Note: some labs used more than one type of inventory system.
Figure 1.Workflow of the eagle-i team. The role of the Resource Navigators is to collect and add data to the system, such as organizations or resources. All users (Curators, Lab Users and Resource Navigators) can enter data into the Data Collection tool in draft state. To edit a record, it must be ‘claimed’ by the user and then ‘shared’ after editing. Curators and Resource Navigators can send resources to curation. Data ‘in curation’ is managed by the Curation team and subsequently published, where it is visible in the Search interface.
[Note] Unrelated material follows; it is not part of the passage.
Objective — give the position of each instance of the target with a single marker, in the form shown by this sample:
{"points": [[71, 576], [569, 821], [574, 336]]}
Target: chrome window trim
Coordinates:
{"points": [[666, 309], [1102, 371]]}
After a record is published, a Curator can withdraw, duplicate or delete the record, or return the record to draft for further editing.
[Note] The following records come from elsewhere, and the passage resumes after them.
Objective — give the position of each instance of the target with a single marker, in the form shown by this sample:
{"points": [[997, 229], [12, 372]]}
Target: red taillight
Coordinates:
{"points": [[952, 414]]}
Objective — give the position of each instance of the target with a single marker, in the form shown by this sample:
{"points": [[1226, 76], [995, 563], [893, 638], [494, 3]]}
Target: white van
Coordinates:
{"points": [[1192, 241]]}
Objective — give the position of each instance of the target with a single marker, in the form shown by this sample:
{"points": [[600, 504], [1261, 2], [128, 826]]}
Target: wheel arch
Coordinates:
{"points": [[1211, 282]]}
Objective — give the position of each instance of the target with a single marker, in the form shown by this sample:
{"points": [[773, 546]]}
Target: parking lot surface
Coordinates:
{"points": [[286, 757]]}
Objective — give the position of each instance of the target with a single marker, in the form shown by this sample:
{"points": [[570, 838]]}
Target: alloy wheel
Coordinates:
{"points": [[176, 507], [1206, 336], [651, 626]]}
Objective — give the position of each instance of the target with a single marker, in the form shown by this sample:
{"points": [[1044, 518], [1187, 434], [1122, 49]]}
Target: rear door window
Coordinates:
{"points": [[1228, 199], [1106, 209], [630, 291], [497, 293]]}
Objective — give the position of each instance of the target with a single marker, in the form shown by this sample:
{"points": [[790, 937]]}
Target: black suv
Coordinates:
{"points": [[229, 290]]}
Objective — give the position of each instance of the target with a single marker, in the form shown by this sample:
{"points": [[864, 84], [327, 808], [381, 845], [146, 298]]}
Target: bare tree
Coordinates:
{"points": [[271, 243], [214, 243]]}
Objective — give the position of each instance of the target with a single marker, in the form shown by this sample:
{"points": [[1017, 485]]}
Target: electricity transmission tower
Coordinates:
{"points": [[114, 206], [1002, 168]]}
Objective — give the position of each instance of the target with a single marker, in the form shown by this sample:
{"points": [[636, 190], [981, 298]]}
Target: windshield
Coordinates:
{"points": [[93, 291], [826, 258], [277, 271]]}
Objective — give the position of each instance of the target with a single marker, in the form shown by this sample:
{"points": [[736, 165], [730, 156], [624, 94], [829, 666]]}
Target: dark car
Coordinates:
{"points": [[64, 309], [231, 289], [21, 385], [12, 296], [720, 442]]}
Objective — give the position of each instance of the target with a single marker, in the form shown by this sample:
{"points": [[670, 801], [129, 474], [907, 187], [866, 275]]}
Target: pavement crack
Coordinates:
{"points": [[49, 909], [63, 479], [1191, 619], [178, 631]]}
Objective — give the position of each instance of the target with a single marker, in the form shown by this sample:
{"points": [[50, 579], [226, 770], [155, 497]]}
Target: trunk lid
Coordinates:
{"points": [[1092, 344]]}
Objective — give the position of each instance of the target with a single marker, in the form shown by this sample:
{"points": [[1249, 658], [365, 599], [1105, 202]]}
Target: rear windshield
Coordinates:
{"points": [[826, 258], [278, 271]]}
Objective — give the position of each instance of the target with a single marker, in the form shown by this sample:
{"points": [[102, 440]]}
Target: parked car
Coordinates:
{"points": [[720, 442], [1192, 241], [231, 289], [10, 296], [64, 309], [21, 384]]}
Summary of laboratories that use a lab inventory system and type of system used at each institution in the eagle-i Consortium
| Institution | Type of inventory system | Total number of labs | Percentage of labs with inventory systems (%) | ||||
|---|---|---|---|---|---|---|---|
| Electronic | Non-electronic | LIMS | Database | Unspecified | |||
| Alaska | 6 | 1 | 1 | 15 | 47 | ||
| Dartmouth | 1 | 57 | 2 | ||||
| Harvard | 3 | 1 | 1 | 2 | 206 | 3 | |
| Hawaii | 23 | 2 | 2 | 105 | 26 | ||
| JSU | 6 | 1 | 2 | 20 | 40 | ||
| Montana | 1 | 1 | 1 | 77 | 4 | ||
| MSM | 3 | 1 | 1 | 1 | 19 | 26 | |
| OHSU | 9 | 2 | 1 | 2 | 75 | 15 | |
| UPR | 103 | 0 | |||||
| Total | 51 | 2 | 5 | 6 | 11 | 677 | 10 |
Figure 2.Example of an annotation form in the Data Collection Tool for the plasmid reagent type. (A) The Data Collection Tool contains annotation fields that are auto-populated using the ontology (red box) and free text (yellow box). Fields in the Data Collection Tool can also link records to other records in the repository, such as related publications or documentation (blue box). Users can request new terms be added to the ontology using the Term Request field. Inset: Construct insert is an embedded class in the plasmid form and contains information that corresponds to other databases, such as Entrez Gene ID. (B) The search result upon searching for this specified plasmid. Only the fields that are filled out in the data tool are displayed in the search interface. Search results can be returned for this plasmid by searching on any of the fields that are annotated for this record. Text that is colored blue links to other records in the search interface. Hovering over the ‘i’ icons displays the ontological definition of the term, as in the example of the technique, in situ hybridization.
Figure 3.Decision trees were used to assist with data collection and curation. (A) Decision tree legend. (B) The decision tree for biological specimens. Required and highly desired fields are indicated by green and blue colors, respectively. Each resource type had 2–3 required fields, between 4–8 highly desired fields and the other fields were considered optional or applied only to specific subtypes of resources.
Figure 4.Average number of fields recorded for instruments before and after a QA effort. There was a 1.1–4.3-fold increase in the average number of filled fields after the QA effort. Error bars indicate standard deviation.